Perdue: leave class size alone

A spokesman for Gov. Beverly Perdue said that the Senate's budget proposal has left the governor "troubled."

“The Senate made some good investments in what we know of its budget so far, but at this point in time Governor Perdue is troubled by the proposed increase in class size," said David Kochman, a spokesman. "An increase of two students per class means eliminating 6,200 teaching positions and reducing the amount of individual attention our kids receive in the classroom.”

Sen. Linda Garrou, the Senate's senior budget writer, said the proposal to add two students to the average class size is intended to be a temporary fix for the state's budget problems. A former teacher, Garrou said the decision was difficult for her.

Fewer teachers would be needed and Garrou said those losses would likely occur through attrition. Schools across the state routinely have to search for new teachers as school years begin. 

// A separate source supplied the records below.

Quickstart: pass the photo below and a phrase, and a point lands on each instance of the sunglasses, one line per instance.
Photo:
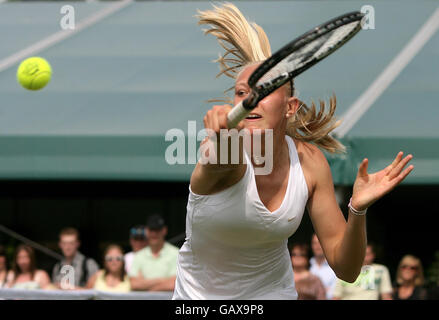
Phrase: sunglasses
(117, 258)
(413, 268)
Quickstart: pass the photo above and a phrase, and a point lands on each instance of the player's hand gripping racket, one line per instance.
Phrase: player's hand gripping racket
(293, 59)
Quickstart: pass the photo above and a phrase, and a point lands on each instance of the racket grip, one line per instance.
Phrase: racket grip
(235, 115)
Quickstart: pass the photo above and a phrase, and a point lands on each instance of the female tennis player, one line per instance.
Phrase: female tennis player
(238, 223)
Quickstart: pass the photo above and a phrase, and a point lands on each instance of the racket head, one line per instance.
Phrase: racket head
(281, 63)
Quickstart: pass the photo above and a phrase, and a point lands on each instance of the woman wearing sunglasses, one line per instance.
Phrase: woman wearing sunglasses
(113, 277)
(409, 280)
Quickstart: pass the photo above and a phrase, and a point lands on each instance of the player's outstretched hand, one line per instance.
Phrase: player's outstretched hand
(368, 188)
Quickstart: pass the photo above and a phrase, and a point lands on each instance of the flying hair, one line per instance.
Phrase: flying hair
(246, 43)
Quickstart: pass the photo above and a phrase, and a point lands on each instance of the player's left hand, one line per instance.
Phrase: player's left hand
(368, 188)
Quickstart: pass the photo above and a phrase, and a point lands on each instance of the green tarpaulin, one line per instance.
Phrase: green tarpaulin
(122, 82)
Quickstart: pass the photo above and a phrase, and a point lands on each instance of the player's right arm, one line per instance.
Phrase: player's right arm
(213, 177)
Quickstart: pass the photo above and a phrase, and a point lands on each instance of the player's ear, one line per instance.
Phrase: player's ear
(292, 106)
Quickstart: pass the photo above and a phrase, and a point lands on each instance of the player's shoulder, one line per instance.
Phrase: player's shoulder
(311, 157)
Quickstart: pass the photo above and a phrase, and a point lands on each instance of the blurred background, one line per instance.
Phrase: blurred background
(88, 150)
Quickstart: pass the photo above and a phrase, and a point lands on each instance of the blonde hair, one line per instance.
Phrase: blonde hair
(409, 259)
(246, 43)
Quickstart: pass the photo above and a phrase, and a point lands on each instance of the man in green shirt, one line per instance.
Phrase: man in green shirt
(154, 268)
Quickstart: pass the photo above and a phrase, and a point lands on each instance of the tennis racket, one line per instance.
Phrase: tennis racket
(294, 58)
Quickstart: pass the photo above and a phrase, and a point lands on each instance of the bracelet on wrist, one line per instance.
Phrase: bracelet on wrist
(355, 211)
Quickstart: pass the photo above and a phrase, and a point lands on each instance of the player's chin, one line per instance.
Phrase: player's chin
(256, 127)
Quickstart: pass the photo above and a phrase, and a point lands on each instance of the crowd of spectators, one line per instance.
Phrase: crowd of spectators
(150, 266)
(315, 279)
(152, 263)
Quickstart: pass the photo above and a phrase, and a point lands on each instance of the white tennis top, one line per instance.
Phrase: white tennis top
(235, 247)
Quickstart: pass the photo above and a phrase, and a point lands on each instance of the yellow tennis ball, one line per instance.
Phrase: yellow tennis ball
(34, 73)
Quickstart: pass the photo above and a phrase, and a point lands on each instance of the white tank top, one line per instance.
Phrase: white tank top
(235, 247)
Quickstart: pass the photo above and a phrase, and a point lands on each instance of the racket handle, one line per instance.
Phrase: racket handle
(235, 115)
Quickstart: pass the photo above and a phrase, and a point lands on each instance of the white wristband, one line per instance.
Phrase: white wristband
(355, 211)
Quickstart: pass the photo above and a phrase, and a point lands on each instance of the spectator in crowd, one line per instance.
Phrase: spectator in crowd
(409, 284)
(138, 241)
(308, 286)
(83, 267)
(24, 273)
(3, 267)
(373, 283)
(321, 268)
(113, 277)
(154, 267)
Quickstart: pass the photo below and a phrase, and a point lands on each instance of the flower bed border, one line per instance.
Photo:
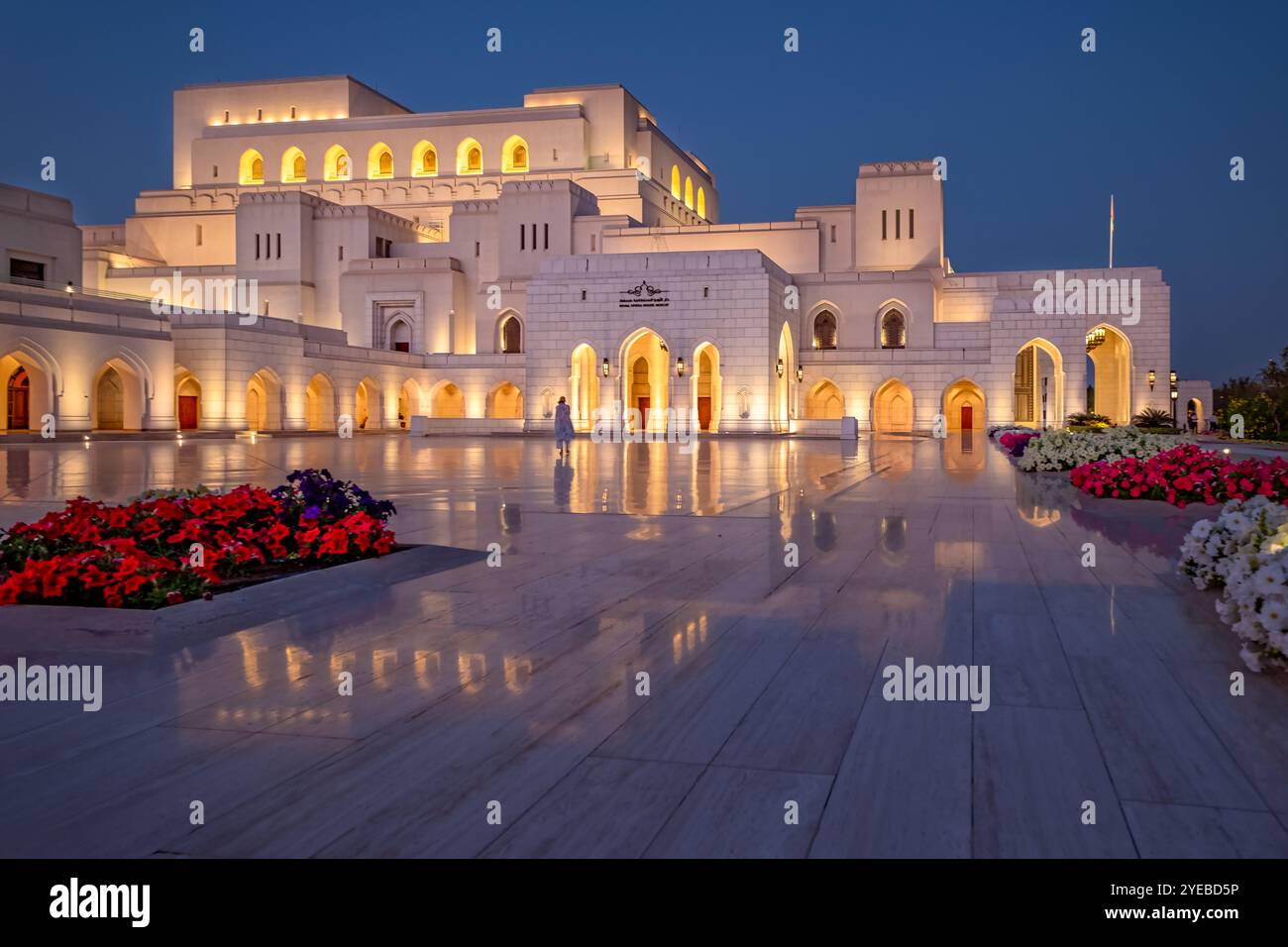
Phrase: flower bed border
(44, 628)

Senate budget increases class size

The Senate's proposed $20.05 billion budget relies on an average of two more students in classrooms across the state.

Increasing class size to 20 students in K-3 and 22 in grades 4-12 would save $320 million annually, said Sen. Linda Garrou, the senate's senior budget writer and a Winston-Salem Democrat.

The class size proposal is likely to find favor among Republicans who have previously called for the change.

Garrou and her fellow appropriations committee co-chairs gave a peek at the Senate's budget Monday. The full document will be available online at 7 p.m. The details released so far highlight a document that differs from Gov. Beverly Perdue's budget in several key areas.

The budget would lay off as many as 712 state employees and eliminate some 900 vacant positions. Perdue's proposal would have sought to keep layoffs to a pool of fewer than 300 employees.

The leaders of state departments would have targets to meet in cuts. Officials could make the cuts in several ways including furloughs, said Sen. A.B. Swindell, a Nashville Democrat. Perdue said she avoided furloughs because she feared the message it would send to businesses and investors about the state's financial condition.